(P1) Eli Lilly parie jusqu'à 2,25 milliards de dollars sur l'intelligence artificielle pour résoudre l'un des plus grands défis de la médecine génétique, en concluant une collaboration multi-programmes avec la startup Profluent pour concevoir de nouveaux outils d'édition de gènes.
(P2) « L'édition d'ADN à l'échelle de la kilobase reste le Saint Graal de la médecine génétique », a déclaré Ali Madani, co-fondateur et PDG de Profluent, dans un communiqué. « Notre travail avec Lilly vise à débloquer ces thérapies auparavant jugées impossibles. Nous pensons que seule l'IA peut créer les recombinases sur mesure nécessaires pour cibler précisément n'importe quel endroit du génome. »
(P3) Le partenariat, annoncé mardi, se concentrera sur la création d'enzymes sur mesure appelées recombinases, capables d'insérer de longues séquences d'ADN — voire des gènes entiers — à des endroits spécifiques du génome d'un patient. Bien que les conditions financières précises au-delà de la valeur potentielle totale n'aient pas été divulguées, l'accord donne à Lilly une licence exclusive pour développer et commercialiser toutes les thérapies qui en résulteront.

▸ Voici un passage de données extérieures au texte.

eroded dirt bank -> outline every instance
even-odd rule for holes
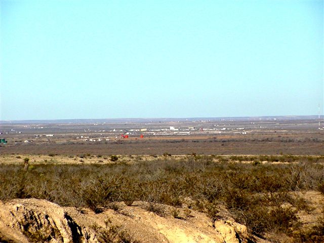
[[[115,205],[99,214],[36,199],[0,202],[1,242],[253,242],[233,220],[215,222],[188,209],[147,203]],[[155,205],[154,207],[158,207]],[[248,241],[249,240],[249,241]]]

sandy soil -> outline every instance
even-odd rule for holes
[[[147,203],[123,202],[96,214],[88,209],[61,207],[45,200],[0,202],[0,240],[4,242],[253,242],[247,228],[233,220],[212,222],[204,214]],[[173,215],[177,211],[178,218]]]

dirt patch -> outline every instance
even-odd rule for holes
[[[247,242],[247,228],[233,221],[212,222],[204,214],[175,218],[170,206],[160,205],[163,217],[119,203],[115,210],[96,214],[87,208],[62,207],[45,200],[14,199],[0,202],[0,240],[8,242]],[[181,212],[183,213],[183,212]],[[109,238],[110,237],[110,238]],[[253,241],[250,241],[253,242]]]

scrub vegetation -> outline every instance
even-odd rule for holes
[[[156,204],[180,208],[185,203],[213,221],[232,217],[261,238],[275,241],[283,234],[294,242],[323,242],[322,215],[311,228],[302,230],[298,213],[314,209],[297,193],[324,193],[323,158],[193,154],[177,160],[166,156],[131,163],[31,165],[27,170],[0,165],[0,199],[45,199],[96,213],[122,201],[148,202],[146,209],[157,214]]]

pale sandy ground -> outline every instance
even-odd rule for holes
[[[212,222],[201,213],[158,205],[163,214],[160,216],[145,209],[147,204],[137,201],[127,206],[119,202],[114,210],[96,214],[88,209],[61,207],[45,200],[0,202],[0,240],[106,242],[102,233],[113,235],[109,229],[118,232],[113,242],[123,242],[123,237],[128,242],[148,243],[239,243],[256,239],[248,235],[246,227],[232,220]],[[181,218],[173,216],[175,210]]]
[[[24,159],[26,157],[29,158],[29,165],[45,165],[45,164],[110,164],[112,162],[110,157],[107,155],[101,155],[98,157],[98,155],[90,155],[86,156],[84,158],[80,158],[81,154],[76,155],[57,155],[53,156],[45,154],[0,154],[0,164],[13,164],[22,165],[24,164]],[[237,155],[240,156],[240,154]],[[210,155],[206,155],[210,156]],[[221,155],[224,158],[229,157],[231,155]],[[253,156],[255,155],[242,155]],[[303,156],[303,155],[302,155]],[[132,163],[134,161],[155,161],[159,159],[165,159],[166,158],[172,158],[173,159],[180,160],[188,157],[192,157],[191,155],[172,155],[172,156],[163,155],[117,155],[118,163]],[[313,157],[317,157],[318,156],[312,155]],[[217,162],[218,159],[214,158],[213,161]],[[233,161],[235,162],[235,161]],[[236,161],[236,162],[238,162]],[[242,161],[240,163],[251,163],[251,161]],[[265,164],[267,161],[263,161],[261,163]],[[271,162],[272,164],[288,164],[285,162]]]
[[[298,214],[301,230],[307,230],[322,215],[324,196],[314,191],[297,194],[312,207]],[[226,216],[225,209],[223,219],[213,221],[185,204],[181,208],[155,204],[159,209],[155,213],[148,210],[148,206],[142,201],[131,206],[116,202],[110,207],[113,209],[95,214],[88,208],[60,207],[45,200],[0,201],[0,242],[270,242],[251,235],[245,226]],[[278,242],[294,242],[284,235],[277,237]]]

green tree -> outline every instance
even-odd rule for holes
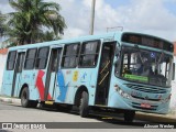
[[[66,24],[58,3],[44,0],[9,0],[9,3],[15,12],[6,14],[4,35],[18,45],[52,41],[64,33]]]
[[[3,36],[3,32],[4,32],[4,16],[2,15],[2,13],[0,12],[0,36]]]

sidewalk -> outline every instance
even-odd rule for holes
[[[7,98],[0,96],[0,101],[7,103],[16,103],[21,105],[21,100],[18,98]],[[175,122],[176,123],[176,111],[170,112],[168,114],[155,114],[155,113],[145,113],[145,112],[136,112],[136,120],[148,121],[148,122]]]

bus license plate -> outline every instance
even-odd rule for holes
[[[142,108],[151,108],[151,105],[148,105],[148,103],[141,103],[141,107]]]

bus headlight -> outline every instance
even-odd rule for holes
[[[119,92],[120,96],[127,99],[131,99],[131,95],[124,92],[118,85],[116,85],[114,88]]]

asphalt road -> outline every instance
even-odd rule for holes
[[[127,124],[123,119],[90,114],[88,118],[81,118],[76,111],[61,112],[56,109],[32,109],[22,108],[20,105],[0,102],[0,122],[51,122],[53,125],[62,124],[64,129],[69,128],[144,128],[144,122],[134,121],[133,124]],[[61,123],[62,122],[62,123]]]

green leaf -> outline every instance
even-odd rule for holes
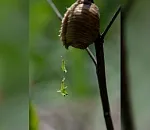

Cette initiative s'inscrit dans le cadre d'une poussée stratégique plus large de Lilly dans la médecine génétique, qui comprend l'établissement d'un nouveau centre de recherche à Boston et plusieurs acquisitions dans le domaine de la thérapie génique.
(P4) L'enjeu est la capacité de traiter un large éventail de maladies génétiques actuellement incurables en raison de leur hétérogénéité génétique. Contrairement aux systèmes basés sur CRISPR, qui se concentrent souvent sur des mutations d'un seul gène, la technologie recherchée par Lilly et Profluent pourrait s'attaquer à des pathologies causées par de nombreuses mutations différentes à travers les populations de patients. Le partenariat valide l'approche axée sur l'IA de Profluent et signale une demande croissante des grandes entreprises pharmaceutiques pour une IA avancée afin d'accélérer la découverte de médicaments.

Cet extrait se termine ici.